В кафе ходили для того, чтобы встретить знакомых, поговорить о политике, посудачить, посплетничать. У людей различных профессий были свои кафе: у адвокатов, у скототорговцев, у художников, у жокеев, у актеров, у ювелиров, у стряпчих, у сенаторов, у сутенеров, у писателей, у скорняков. В кафе, куда приходили сторонники Жореса, не заглядывали сторонники Геда. Были кафе, где собирались шахматисты, там разыгрывались исторические партии между Ласкером и Капабланкой.
Я ходил в кафе «Клозери де лиля» – по-русски это означает «Сиреневый хутор»; никакой сирени там не было; зато можно было, заказав стакан кофе, попросить бумаги и писать пять-шесть часов (бумага отпускалась бесплатно).

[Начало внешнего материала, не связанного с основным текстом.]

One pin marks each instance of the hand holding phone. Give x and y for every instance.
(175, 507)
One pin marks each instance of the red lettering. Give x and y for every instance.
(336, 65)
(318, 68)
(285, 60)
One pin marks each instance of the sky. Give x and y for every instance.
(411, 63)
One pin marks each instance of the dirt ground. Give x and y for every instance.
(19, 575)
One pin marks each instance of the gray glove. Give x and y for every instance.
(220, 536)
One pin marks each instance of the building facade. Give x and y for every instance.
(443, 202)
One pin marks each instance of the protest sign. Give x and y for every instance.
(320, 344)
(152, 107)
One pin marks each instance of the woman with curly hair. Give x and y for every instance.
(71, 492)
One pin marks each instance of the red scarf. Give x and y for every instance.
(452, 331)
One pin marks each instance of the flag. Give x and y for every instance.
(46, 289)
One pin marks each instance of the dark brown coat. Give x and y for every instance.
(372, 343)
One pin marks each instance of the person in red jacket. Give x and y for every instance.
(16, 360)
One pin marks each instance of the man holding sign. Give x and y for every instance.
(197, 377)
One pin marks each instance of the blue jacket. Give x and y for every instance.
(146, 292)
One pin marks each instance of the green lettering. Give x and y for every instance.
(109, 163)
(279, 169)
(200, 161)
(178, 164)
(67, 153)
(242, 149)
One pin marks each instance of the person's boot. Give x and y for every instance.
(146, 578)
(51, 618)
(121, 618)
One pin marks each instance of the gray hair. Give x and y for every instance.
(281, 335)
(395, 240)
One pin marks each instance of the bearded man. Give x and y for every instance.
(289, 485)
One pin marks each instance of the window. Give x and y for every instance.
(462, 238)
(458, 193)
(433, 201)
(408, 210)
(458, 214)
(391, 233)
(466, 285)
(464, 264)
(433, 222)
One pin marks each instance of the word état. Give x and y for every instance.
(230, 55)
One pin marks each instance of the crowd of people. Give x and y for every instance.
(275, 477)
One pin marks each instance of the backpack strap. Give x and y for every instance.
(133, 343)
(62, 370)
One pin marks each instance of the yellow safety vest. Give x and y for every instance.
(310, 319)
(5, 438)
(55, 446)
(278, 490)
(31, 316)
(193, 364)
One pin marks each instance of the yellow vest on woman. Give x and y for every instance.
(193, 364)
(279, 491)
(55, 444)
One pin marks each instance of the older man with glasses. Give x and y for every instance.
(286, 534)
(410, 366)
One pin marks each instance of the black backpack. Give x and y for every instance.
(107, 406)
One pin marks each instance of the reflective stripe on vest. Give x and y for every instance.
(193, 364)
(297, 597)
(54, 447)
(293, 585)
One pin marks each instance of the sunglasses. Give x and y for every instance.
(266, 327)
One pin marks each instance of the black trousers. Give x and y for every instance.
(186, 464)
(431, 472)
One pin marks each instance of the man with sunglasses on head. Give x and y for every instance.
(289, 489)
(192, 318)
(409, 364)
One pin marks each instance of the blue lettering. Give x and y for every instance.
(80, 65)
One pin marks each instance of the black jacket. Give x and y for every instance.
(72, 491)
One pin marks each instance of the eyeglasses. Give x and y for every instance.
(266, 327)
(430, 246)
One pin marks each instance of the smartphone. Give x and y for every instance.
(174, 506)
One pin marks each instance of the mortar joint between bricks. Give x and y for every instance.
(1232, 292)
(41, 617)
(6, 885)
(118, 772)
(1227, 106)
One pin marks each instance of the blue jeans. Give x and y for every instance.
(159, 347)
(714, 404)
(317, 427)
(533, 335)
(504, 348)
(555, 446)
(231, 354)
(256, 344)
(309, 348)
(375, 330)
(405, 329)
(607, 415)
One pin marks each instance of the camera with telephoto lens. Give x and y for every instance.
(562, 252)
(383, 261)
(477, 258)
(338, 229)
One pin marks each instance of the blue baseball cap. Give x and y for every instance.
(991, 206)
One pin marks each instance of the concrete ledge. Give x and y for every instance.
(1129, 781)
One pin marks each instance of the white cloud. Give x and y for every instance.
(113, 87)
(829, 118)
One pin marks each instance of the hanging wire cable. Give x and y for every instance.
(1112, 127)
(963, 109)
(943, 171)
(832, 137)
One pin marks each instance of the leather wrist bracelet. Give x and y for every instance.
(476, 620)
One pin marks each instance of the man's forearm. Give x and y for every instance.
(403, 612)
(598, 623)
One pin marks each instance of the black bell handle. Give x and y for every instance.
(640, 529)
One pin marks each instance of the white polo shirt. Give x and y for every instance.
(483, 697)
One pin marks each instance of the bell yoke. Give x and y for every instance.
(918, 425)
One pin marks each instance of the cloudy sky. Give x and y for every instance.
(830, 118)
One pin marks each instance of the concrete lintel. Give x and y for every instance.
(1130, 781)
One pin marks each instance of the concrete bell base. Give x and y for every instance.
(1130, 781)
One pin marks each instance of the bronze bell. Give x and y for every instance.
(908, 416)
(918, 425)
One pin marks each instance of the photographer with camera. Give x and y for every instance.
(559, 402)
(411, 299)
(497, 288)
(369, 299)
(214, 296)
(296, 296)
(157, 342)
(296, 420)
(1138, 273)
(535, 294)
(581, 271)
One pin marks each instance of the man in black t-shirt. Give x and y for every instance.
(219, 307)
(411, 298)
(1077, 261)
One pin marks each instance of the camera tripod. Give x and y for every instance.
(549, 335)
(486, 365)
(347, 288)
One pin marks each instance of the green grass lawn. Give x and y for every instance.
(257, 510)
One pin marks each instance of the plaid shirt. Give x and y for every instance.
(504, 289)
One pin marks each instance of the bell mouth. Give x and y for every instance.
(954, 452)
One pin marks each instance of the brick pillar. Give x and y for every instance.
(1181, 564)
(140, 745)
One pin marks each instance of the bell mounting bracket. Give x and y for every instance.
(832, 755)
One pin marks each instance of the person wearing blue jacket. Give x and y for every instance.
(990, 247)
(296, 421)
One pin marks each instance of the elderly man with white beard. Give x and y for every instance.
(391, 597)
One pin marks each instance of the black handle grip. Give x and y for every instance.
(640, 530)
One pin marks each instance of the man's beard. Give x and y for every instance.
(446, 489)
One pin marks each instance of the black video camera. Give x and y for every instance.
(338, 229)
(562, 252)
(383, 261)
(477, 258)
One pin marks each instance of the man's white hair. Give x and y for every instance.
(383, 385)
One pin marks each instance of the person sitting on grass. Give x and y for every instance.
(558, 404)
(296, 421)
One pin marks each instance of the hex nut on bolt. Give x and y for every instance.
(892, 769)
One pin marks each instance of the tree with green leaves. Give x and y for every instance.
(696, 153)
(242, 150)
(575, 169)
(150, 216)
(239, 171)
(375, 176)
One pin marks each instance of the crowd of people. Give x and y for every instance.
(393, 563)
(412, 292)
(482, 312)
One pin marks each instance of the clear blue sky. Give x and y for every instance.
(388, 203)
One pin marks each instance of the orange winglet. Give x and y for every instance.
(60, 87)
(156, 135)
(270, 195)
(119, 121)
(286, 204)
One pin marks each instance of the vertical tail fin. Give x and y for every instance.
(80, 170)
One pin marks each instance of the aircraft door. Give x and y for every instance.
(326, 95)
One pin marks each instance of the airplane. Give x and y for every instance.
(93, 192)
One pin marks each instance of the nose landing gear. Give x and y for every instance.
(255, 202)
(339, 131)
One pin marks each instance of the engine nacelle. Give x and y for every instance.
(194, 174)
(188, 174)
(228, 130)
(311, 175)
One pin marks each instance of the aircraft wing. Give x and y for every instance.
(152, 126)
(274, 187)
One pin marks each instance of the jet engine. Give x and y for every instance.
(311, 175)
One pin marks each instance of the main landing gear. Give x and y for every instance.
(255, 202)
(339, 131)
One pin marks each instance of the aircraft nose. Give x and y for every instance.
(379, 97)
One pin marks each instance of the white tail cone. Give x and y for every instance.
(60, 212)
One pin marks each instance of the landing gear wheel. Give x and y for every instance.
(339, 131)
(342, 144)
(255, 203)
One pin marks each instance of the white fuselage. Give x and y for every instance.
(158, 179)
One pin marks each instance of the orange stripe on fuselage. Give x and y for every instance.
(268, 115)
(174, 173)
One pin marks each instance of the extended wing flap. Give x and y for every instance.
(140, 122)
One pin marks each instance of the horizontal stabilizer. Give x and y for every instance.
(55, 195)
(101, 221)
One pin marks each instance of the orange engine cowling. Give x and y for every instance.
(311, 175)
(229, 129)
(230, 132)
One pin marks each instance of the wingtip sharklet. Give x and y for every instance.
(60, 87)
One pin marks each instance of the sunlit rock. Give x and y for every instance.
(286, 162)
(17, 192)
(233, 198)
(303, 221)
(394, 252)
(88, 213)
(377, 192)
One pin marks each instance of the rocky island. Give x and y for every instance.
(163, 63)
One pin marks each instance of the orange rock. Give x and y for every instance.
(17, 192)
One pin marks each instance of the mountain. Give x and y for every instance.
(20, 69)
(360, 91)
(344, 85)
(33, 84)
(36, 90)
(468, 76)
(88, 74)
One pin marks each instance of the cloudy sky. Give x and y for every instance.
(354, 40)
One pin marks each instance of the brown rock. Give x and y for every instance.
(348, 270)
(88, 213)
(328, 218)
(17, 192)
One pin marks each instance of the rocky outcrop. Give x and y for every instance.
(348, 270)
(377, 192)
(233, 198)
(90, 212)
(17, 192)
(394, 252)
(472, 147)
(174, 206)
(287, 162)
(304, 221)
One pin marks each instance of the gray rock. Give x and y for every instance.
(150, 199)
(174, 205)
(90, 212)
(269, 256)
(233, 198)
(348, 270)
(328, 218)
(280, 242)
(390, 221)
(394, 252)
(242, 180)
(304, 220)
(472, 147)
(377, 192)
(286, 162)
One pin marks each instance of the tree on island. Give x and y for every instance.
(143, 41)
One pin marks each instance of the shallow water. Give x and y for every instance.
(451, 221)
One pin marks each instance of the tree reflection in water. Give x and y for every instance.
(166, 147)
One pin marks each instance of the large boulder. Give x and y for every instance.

По вторникам в «Клозери де лиля» приходили французские писатели, главным образом поэты; спорили о пользе или вреде «научной поэзии», изобретенной Рене Гилем, восхищались фантазией Сен-Поль Ру, ругали издателя «Меркюр де Франс». Однажды были устроены выборы: на трон «принца поэзии» посадили Поля Фора, красивого, черного как смоль автора многих тысяч баллад, полувеселых, полугрустных.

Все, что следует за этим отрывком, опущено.